Did you know that the longest waterway in California is man-made? Did you that there’s a 300 mile, $4.7 billion, canal from the Colorado River to Phoenix and Tucson? Did you know that Tennessee’s Tellico Dam was deemed economically unsound even when it was 95% built, but it was still completed? Did you know that two bureaucracies, the Army Corps of Engineers and the Bureau of Reclamation, basically waged a war of influence in the west, building scores of unnecessary dams along the way? Over the objections of republican and democratic presidents, western congressmen pushed water projects, trading them like currency, trying to tame the west.

Marc Reisner’s Cadillac Desert exhaustively covers water management in the west from the late 1800s until its publication in 1986. A brief addendum brings the reader up to 1993. Along the way, he details the good (hydroelectric power surpluses for manufacturing during WW2), the bad (taxpayer subsidy of billions of dollars to wealthy corporate farmers) and the ugly (the failure of the Teton Dam eliminating a valley).

Cadillac Desert encapsulates the ways that US government goes bad when we let ideology stand in for sound economics.
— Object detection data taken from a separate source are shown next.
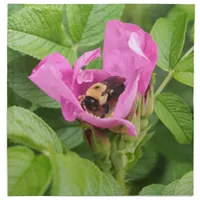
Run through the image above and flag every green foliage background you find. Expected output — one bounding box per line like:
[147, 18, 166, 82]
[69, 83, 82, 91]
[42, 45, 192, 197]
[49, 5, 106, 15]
[8, 4, 194, 195]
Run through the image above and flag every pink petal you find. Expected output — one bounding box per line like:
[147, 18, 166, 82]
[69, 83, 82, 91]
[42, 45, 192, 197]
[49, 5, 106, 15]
[78, 112, 136, 136]
[103, 20, 157, 94]
[61, 97, 83, 122]
[32, 53, 73, 86]
[73, 48, 101, 85]
[73, 69, 110, 97]
[28, 55, 82, 110]
[114, 70, 140, 118]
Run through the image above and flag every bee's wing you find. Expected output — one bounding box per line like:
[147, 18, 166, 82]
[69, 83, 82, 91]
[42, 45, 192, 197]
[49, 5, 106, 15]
[102, 76, 126, 98]
[102, 76, 126, 88]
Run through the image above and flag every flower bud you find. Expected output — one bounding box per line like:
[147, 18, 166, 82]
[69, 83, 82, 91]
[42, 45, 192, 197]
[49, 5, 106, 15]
[140, 117, 149, 131]
[111, 151, 127, 170]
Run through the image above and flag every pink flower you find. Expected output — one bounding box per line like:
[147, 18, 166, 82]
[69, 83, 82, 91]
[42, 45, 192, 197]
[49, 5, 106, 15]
[29, 20, 157, 136]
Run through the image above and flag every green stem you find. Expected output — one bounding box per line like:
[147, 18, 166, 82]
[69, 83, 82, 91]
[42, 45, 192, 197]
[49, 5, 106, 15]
[155, 46, 194, 96]
[155, 71, 173, 96]
[180, 46, 194, 61]
[115, 170, 128, 195]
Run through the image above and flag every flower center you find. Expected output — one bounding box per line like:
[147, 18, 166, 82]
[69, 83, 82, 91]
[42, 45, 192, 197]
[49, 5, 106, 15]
[79, 76, 126, 118]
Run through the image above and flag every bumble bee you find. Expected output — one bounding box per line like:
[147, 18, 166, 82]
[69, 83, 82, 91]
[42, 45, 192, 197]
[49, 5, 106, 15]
[79, 76, 126, 118]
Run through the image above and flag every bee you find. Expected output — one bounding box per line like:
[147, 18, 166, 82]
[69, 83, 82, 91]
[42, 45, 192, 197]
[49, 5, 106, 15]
[79, 76, 126, 118]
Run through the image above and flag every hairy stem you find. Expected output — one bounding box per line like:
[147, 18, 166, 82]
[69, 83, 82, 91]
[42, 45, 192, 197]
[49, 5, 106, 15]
[180, 46, 194, 61]
[155, 71, 173, 96]
[155, 46, 194, 96]
[115, 170, 128, 195]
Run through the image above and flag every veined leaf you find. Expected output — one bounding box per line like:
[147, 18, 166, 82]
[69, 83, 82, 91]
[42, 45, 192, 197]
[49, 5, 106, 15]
[8, 146, 51, 196]
[162, 179, 180, 196]
[7, 48, 23, 63]
[172, 161, 193, 180]
[151, 13, 187, 71]
[127, 145, 158, 181]
[139, 184, 165, 196]
[174, 171, 193, 195]
[8, 7, 76, 63]
[139, 171, 193, 196]
[57, 123, 84, 149]
[52, 152, 122, 196]
[8, 4, 24, 16]
[24, 4, 65, 10]
[66, 4, 124, 46]
[173, 54, 194, 87]
[155, 93, 193, 144]
[8, 106, 63, 155]
[34, 108, 69, 131]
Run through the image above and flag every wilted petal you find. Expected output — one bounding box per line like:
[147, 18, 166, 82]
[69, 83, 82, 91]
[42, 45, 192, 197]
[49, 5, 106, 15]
[29, 57, 82, 109]
[78, 112, 136, 136]
[103, 20, 157, 93]
[32, 53, 73, 86]
[114, 70, 140, 118]
[73, 48, 101, 84]
[73, 69, 110, 97]
[61, 97, 83, 122]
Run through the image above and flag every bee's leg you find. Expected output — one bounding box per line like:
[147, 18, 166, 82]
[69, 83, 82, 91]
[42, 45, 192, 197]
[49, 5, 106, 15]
[100, 103, 110, 118]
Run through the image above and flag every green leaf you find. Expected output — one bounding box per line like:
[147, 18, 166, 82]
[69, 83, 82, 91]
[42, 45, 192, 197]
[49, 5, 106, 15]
[52, 152, 122, 196]
[127, 145, 158, 181]
[173, 161, 193, 180]
[139, 184, 165, 196]
[155, 93, 193, 144]
[7, 87, 31, 108]
[24, 4, 65, 10]
[57, 122, 84, 149]
[35, 108, 68, 131]
[174, 171, 193, 195]
[7, 48, 23, 63]
[162, 179, 180, 196]
[8, 56, 60, 108]
[8, 146, 51, 196]
[148, 121, 193, 162]
[8, 106, 63, 155]
[8, 4, 24, 16]
[167, 4, 194, 21]
[173, 54, 194, 87]
[66, 4, 124, 46]
[8, 7, 76, 63]
[151, 13, 187, 71]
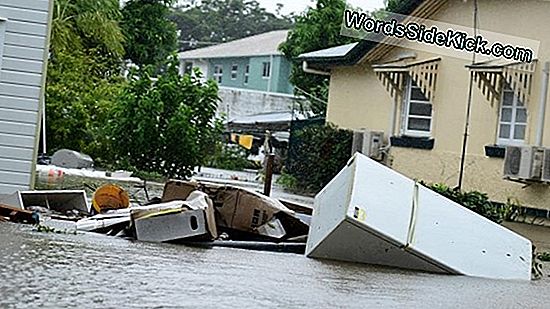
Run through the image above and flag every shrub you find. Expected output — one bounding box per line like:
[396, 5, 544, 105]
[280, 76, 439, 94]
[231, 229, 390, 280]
[537, 252, 550, 262]
[109, 55, 221, 178]
[421, 182, 513, 223]
[205, 144, 259, 171]
[283, 124, 353, 193]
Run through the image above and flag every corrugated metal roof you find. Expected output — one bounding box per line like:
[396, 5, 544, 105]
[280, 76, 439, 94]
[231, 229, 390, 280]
[179, 30, 294, 59]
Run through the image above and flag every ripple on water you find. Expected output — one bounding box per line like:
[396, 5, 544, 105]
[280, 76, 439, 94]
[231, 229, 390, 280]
[0, 223, 550, 308]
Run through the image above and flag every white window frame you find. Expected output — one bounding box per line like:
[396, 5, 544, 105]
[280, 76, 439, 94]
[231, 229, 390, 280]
[231, 63, 239, 80]
[262, 61, 271, 79]
[401, 76, 434, 137]
[497, 84, 529, 146]
[212, 64, 223, 84]
[243, 64, 250, 85]
[183, 61, 193, 74]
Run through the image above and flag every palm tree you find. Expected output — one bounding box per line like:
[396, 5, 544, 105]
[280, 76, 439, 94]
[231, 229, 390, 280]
[50, 0, 124, 57]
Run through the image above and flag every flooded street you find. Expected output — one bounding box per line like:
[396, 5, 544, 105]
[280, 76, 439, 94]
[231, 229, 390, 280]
[0, 223, 550, 308]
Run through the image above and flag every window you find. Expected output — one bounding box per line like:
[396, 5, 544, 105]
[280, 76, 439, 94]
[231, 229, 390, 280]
[213, 65, 223, 84]
[402, 77, 433, 136]
[183, 62, 193, 74]
[231, 64, 239, 80]
[262, 62, 271, 78]
[244, 64, 250, 85]
[498, 84, 527, 145]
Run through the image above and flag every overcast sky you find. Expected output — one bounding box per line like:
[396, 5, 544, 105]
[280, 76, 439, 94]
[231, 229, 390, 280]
[257, 0, 384, 14]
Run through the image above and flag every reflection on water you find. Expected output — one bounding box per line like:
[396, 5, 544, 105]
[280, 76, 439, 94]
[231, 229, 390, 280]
[0, 223, 550, 308]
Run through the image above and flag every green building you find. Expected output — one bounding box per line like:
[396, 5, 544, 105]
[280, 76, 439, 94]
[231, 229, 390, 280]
[179, 30, 294, 94]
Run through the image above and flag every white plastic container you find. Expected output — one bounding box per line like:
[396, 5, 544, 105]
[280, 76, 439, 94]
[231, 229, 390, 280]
[306, 154, 532, 280]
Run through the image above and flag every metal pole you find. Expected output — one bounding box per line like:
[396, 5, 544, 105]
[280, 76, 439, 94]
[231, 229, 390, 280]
[457, 0, 478, 190]
[42, 93, 47, 154]
[264, 131, 275, 196]
[535, 61, 550, 147]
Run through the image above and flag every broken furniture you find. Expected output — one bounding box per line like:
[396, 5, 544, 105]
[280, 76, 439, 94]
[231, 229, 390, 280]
[0, 190, 91, 215]
[51, 149, 94, 168]
[306, 154, 532, 280]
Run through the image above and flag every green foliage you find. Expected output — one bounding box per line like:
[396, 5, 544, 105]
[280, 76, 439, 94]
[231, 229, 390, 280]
[50, 0, 124, 58]
[279, 0, 354, 115]
[277, 170, 298, 191]
[205, 143, 258, 171]
[170, 0, 291, 49]
[286, 124, 352, 193]
[422, 183, 512, 223]
[46, 51, 123, 163]
[109, 55, 221, 177]
[45, 0, 124, 163]
[121, 0, 177, 67]
[537, 252, 550, 262]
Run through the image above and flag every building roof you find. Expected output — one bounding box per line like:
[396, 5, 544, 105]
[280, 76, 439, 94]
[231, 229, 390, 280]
[179, 30, 288, 59]
[298, 0, 430, 67]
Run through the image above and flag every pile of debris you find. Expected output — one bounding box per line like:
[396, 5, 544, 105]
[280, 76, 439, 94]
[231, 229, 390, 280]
[0, 180, 311, 253]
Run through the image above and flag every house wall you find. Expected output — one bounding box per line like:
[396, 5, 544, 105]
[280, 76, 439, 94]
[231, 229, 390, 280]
[327, 0, 550, 210]
[217, 86, 294, 120]
[0, 0, 53, 195]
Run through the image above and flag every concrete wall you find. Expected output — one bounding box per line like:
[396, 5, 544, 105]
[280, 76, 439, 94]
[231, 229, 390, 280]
[217, 87, 294, 120]
[327, 0, 550, 209]
[0, 0, 53, 194]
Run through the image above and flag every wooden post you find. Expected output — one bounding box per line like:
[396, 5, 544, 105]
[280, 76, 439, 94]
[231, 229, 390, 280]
[264, 153, 275, 196]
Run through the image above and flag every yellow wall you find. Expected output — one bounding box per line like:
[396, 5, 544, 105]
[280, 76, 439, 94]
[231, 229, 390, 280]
[327, 0, 550, 209]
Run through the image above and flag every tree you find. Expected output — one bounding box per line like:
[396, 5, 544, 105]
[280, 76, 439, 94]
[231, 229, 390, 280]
[121, 0, 177, 67]
[279, 0, 354, 115]
[109, 56, 221, 177]
[46, 0, 124, 161]
[170, 0, 292, 49]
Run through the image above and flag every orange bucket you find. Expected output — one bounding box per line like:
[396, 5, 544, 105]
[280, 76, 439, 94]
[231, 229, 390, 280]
[92, 184, 130, 213]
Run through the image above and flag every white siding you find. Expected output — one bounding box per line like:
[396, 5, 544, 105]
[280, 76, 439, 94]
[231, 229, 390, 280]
[0, 0, 53, 194]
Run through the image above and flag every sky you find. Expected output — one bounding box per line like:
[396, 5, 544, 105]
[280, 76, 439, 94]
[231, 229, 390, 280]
[257, 0, 384, 15]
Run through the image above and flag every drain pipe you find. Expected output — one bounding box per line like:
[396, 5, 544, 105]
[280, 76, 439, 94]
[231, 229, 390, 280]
[535, 61, 550, 147]
[302, 60, 330, 76]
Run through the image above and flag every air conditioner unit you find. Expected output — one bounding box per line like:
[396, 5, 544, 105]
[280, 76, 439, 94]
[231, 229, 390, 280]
[540, 148, 550, 182]
[351, 130, 384, 159]
[504, 146, 544, 180]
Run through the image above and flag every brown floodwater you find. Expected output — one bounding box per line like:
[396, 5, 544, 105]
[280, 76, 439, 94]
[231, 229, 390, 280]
[0, 223, 550, 308]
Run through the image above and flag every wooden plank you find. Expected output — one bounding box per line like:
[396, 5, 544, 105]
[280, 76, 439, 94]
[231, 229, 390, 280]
[2, 55, 42, 74]
[0, 83, 40, 99]
[0, 118, 36, 137]
[4, 43, 44, 61]
[0, 204, 40, 224]
[6, 20, 48, 37]
[0, 107, 38, 124]
[0, 170, 31, 186]
[4, 32, 46, 48]
[2, 0, 49, 12]
[0, 70, 42, 86]
[0, 154, 32, 173]
[0, 94, 39, 112]
[0, 5, 48, 24]
[0, 183, 29, 194]
[0, 145, 33, 159]
[0, 133, 34, 148]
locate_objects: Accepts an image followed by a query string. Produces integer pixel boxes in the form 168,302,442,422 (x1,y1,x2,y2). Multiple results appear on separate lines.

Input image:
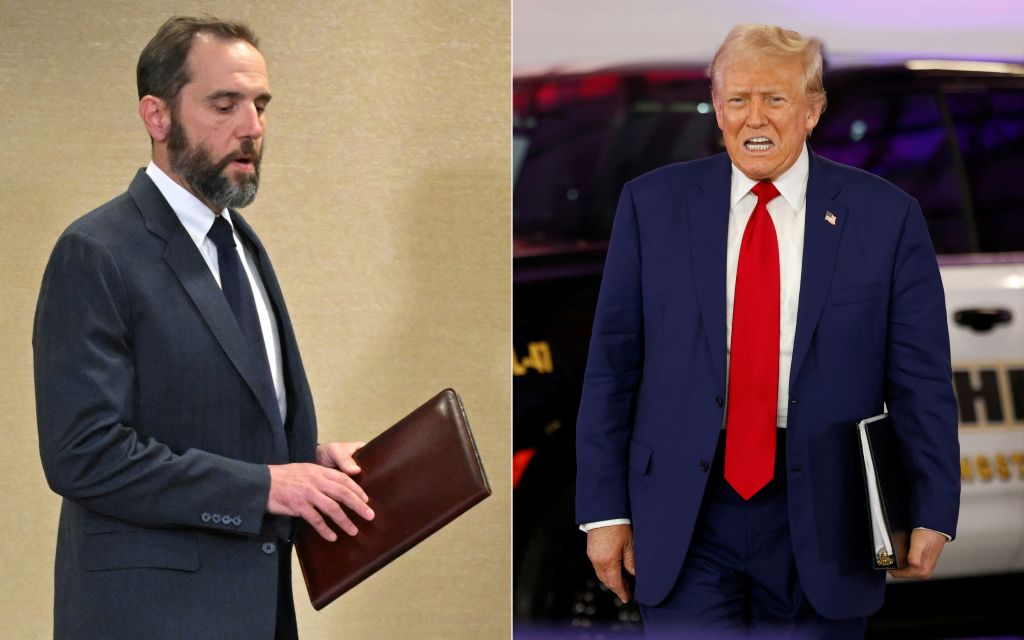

It’s a tale of bipartisan conspiracy to fund impractical projects for special interest groups. It’s a tale of ecological Manifest Destiny; if rain doesn’t follow the plow, then sheer spending will irrigate the desert into a new Eden. Cadillac Desert is one of those rare wonderful nonfiction books that reframes the world; I finished reading a week ago and I’m still thinking about it, processing it. Any American knows the term porkbarrel; Cadillac Desert reveals the gears that turn it out. It’s a tale that ought to inspire bipartisan furor—billions of dollars spent ruining pristine rivers and driving people from their homes to subsidize often ill-conceived farming endeavors. Farmers in Wyoming subsidized by millions to grow crops that eastern farmers are paid not to grow. But Cadillac Desert makes clear that water projects, at least until 1986, remained treasured in the south and west, even as they court various ecological calamities.

Reisner convinces the reader of these substantial political accusations through example after damning (damming?) example. He details the manipulations and lies that brought the Owens River water to LA via an aqueduct that had to be built with mules. He details the divvying of the Colorado River water, and the projects dreamt up by Wyoming, Colorado and Arizona simply to maintain claim on those apportions, leaving practicality as an afterthought. He describes the unbuilt Colorado Narrows Dam, which was opposed by the state engineer and water lawyer; it was thought to be in danger of collapse, unable to provide water as claimed, likely to damage ecological sites in Nebraska, and it was still almost built. It would have been five miles long and cost $500 million. For various projects, he describes the ecological effects, the hydroelectric production, the salinity challenges, the water table challenges. Several times, he describes beautiful rafting rapids that have been lost forever, buried under reservoirs. He argues that the best dam sites were all occupied by 1960, and all projects built after that have been increasingly unprofitable, pushed by local interest, horse trading, and bureaucratic power games.

So what about since 1986? Reisner’s afterword brings the reader up to 1993. He suggests that the public appetite for projects had waned. I’ve done my own reading trying to understand sentiment in the following twenty three years.

I don’t know how to compare water project lust in 2016 to 1986 or 1950. Today’s projects seem less federal. As a new westerner, Cadillac Desert was an essential read. For those further east, water management is still a nexus of bureaucracy, pork barrel politics, and ecological damage. For the dams we have today, there are questions of maintenance, updating, or removal. Like our under-maintained bridges and highways, dams are one more massive bill to pay, even if we build nothing new. Marc Reisner’s Cadillac Desert, though over twenty years old, is still important and thought provoking in a lot of ways.